Before you utter more nonsense; please tell us who were the "quite a few" classic oriented Bold Ruler horses that Mrs. Phipps bred (out of *Princequillo mares) "once she discovered Princequillo mares?"

You should have read more carefully my original post (to you). Yes, Bold Ruler did sire some classic distance types--but that's not what I was addressing. BTW: Lamb Chop and Gamely were not out of *Princequillo mares. And as an aside--I lived (real time) through Bold Ruler's entire stud career...Your last post addresses nothing.

23 May 2014 3:50 PM
Scott's Rail

Great insights and as usual Steve is point on.  The only thing that will GET CC beat is jockey errow.   We have been down this stretch before...Alysheba, Real Quiet and a few more.  Foolish confidence is detrimental, quiet assurance, sublime....:

23 May 2014 9:01 PM
Draynay

How many times has a horse won the Triple Crown facing 10 horses or more at Belmont ?

24 May 2014 9:08 PM
Signal

I beleive Chrome can do it all along,

but now we have johny come lately expert

predicted he will win the belmont, it could

be the jinks he does not need right now.

25 May 2014 6:31 PM
moonrise

Quoting Needler in Virginia:

"Ever since I first saw him run he's made the hair on the back of my neck stand up and that hasn't happened in ages."

^THIS exactly.

I've read about his sire and his dam and his chances and his detractors and listened closely to his trainer and riders. BUT this is what makes me believe that a Triple Crown winner is possible. I know it's not scientific, I know it's not practical, but it's been reliable...I was around for Secretariat, Seattle Slew and Affirmed. They made me feel this exact same way.

Even if he doesn't win the Triple Crown, he's a great horse and he's done wonderful things for the horse and the sport. I think he can do it! Go Junior!

30 May 2014 12:15 PM
Cassandra.Says

I'm such a sucker! Here's the data, not exhaustively researched.

The champions who stayed, in no particular order:

SECRETARIAT (Somethingroyal x **PQ), BOLD BIDDER (High Bid x To Market ex Stepping Stone x **PQ), LAMB CHOP (Sheepsfoot x Count Fleet), GAMELY (Gambetta x My Babu), WAJIMA (Iskra x Le Haar), SUCCESSOR, 2 y.o. champion, SW at 13f (Misty Morn x **PQ.

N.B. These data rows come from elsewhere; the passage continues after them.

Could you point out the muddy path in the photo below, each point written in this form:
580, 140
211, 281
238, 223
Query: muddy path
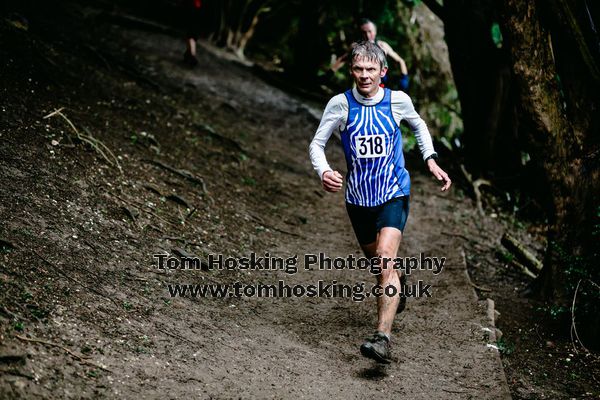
86, 313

Not far behind: BOLD HOUR (Seven Thirty x Mr. Music), BATTEUR, EAC 10f T (Bayou x Hill Prince, son of **PQ), STUPENDOUS, classic-placed (Magneto x Ambiorix), BEAUTIFUL DAY, classic-placed (Misty Morn x **PQ), DEWAN (Sunshine Nell x Sun Again), TOP COMMAND (Polly Girl x Prince Bio, paternal 1/2 brother to **PQ), SYRIAN SEA, classic-placed CCAO (Somethingroyal x **PQ), TERENTIA, multiple classic-placed .

Judgement calls. These horses seem to me to have shown they had stamina but weren't top drawer, usually due to unsoundness.

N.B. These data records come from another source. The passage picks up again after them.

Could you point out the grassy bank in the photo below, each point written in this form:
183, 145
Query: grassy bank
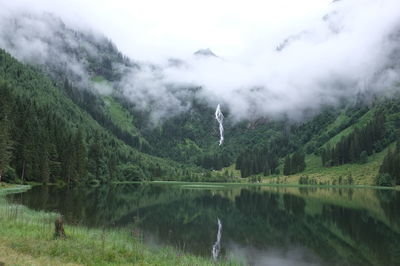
26, 238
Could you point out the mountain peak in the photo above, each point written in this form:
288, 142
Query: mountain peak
205, 52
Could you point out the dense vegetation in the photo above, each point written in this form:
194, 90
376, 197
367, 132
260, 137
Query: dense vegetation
45, 137
62, 129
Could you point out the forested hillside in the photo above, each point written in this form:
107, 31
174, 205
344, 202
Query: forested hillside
66, 118
45, 137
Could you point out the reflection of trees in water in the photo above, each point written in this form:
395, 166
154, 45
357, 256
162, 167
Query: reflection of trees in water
262, 219
390, 203
366, 232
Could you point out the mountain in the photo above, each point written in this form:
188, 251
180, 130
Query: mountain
65, 117
205, 52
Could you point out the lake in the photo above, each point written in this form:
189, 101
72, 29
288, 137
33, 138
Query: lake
260, 225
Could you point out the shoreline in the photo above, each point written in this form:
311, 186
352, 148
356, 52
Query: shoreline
29, 236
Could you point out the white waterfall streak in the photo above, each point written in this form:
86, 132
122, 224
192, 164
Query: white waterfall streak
220, 118
217, 246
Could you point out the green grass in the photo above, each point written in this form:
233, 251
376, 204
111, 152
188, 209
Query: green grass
28, 235
362, 174
362, 121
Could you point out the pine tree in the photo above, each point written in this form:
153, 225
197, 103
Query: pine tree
287, 170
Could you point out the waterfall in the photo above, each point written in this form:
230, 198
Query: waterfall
217, 245
220, 118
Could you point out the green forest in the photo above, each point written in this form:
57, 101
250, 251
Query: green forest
52, 131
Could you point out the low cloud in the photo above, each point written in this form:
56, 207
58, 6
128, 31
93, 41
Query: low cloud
350, 49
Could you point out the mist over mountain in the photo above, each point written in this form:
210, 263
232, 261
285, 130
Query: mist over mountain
352, 49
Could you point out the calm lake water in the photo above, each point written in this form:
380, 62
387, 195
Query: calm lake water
260, 225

BOLDNESIAN, won 4 of 5 starts including S.A. Derby and broke down,(Alanesian x Polynesian). KEY TO THE KINGDOM, only stakes performance was 1st Stymie H. at 9f, 1/5 off American record, beating solid G1/G2 handicapper Arbees Boy. Something wrong with this colt but it doesn't look like it was stamina.(Key Bridge x **PQ). PLUCKY PAN, 2nd Delaware H. @ 10f (Pucker Up x Olympia).

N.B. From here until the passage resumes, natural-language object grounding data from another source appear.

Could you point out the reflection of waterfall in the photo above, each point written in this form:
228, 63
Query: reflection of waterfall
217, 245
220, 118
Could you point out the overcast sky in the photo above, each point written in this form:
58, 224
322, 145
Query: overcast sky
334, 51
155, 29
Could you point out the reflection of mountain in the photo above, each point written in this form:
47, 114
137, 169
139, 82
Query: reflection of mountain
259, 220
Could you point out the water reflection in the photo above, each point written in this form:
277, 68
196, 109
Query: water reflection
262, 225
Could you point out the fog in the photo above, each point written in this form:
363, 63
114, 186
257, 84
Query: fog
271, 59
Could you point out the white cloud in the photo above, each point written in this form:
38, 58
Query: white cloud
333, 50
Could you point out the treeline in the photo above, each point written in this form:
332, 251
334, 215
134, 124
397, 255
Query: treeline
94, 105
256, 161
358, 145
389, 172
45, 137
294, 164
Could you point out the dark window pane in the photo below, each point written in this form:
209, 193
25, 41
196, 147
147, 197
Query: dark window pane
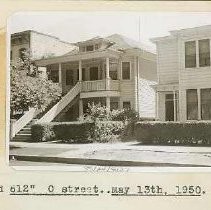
114, 105
125, 70
69, 77
192, 104
206, 104
90, 48
204, 52
113, 71
53, 72
126, 105
190, 54
22, 53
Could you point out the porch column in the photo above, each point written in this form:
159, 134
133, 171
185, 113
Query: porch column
81, 107
80, 70
108, 104
175, 108
156, 104
199, 103
60, 73
107, 75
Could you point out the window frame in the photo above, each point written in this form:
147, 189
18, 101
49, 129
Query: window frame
197, 106
127, 102
188, 41
122, 70
199, 52
204, 103
196, 40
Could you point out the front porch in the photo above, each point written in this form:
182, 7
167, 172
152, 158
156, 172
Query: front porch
96, 77
167, 102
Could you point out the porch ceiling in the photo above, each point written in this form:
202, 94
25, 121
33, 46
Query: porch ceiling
100, 94
166, 87
78, 56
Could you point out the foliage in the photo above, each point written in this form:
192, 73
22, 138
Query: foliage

Doesn't make cut: Might (Sicarelle x Sicambre, also a Prince Rose-line stallion), not quite good enough, not quit far enough. Bold Lad (US), brilliant 2-y-o champion (Misty Morn x PQ), broke down in Derby, won Met Mile under 132 and off that I'd bet him to go farther, but he didn't actually DO it, so . . .    

04 Jun 2014 5:49 AM
Cassandra.Says

Bottom line: Princequillo daughters produced 9% of Bold Ruler foals but 31% of his stayers. Another was produced by a mare by a Princequillo son, another by a mare out of a Princequillo daughter. That's Princequillo up close on the dam's side of 41% of Bold Ruler's stayers. And Princequillo's sire Prince Rose appears once more through a different son, Prince Bio, to make his presence felt in 50% of Bold Ruler's stayers.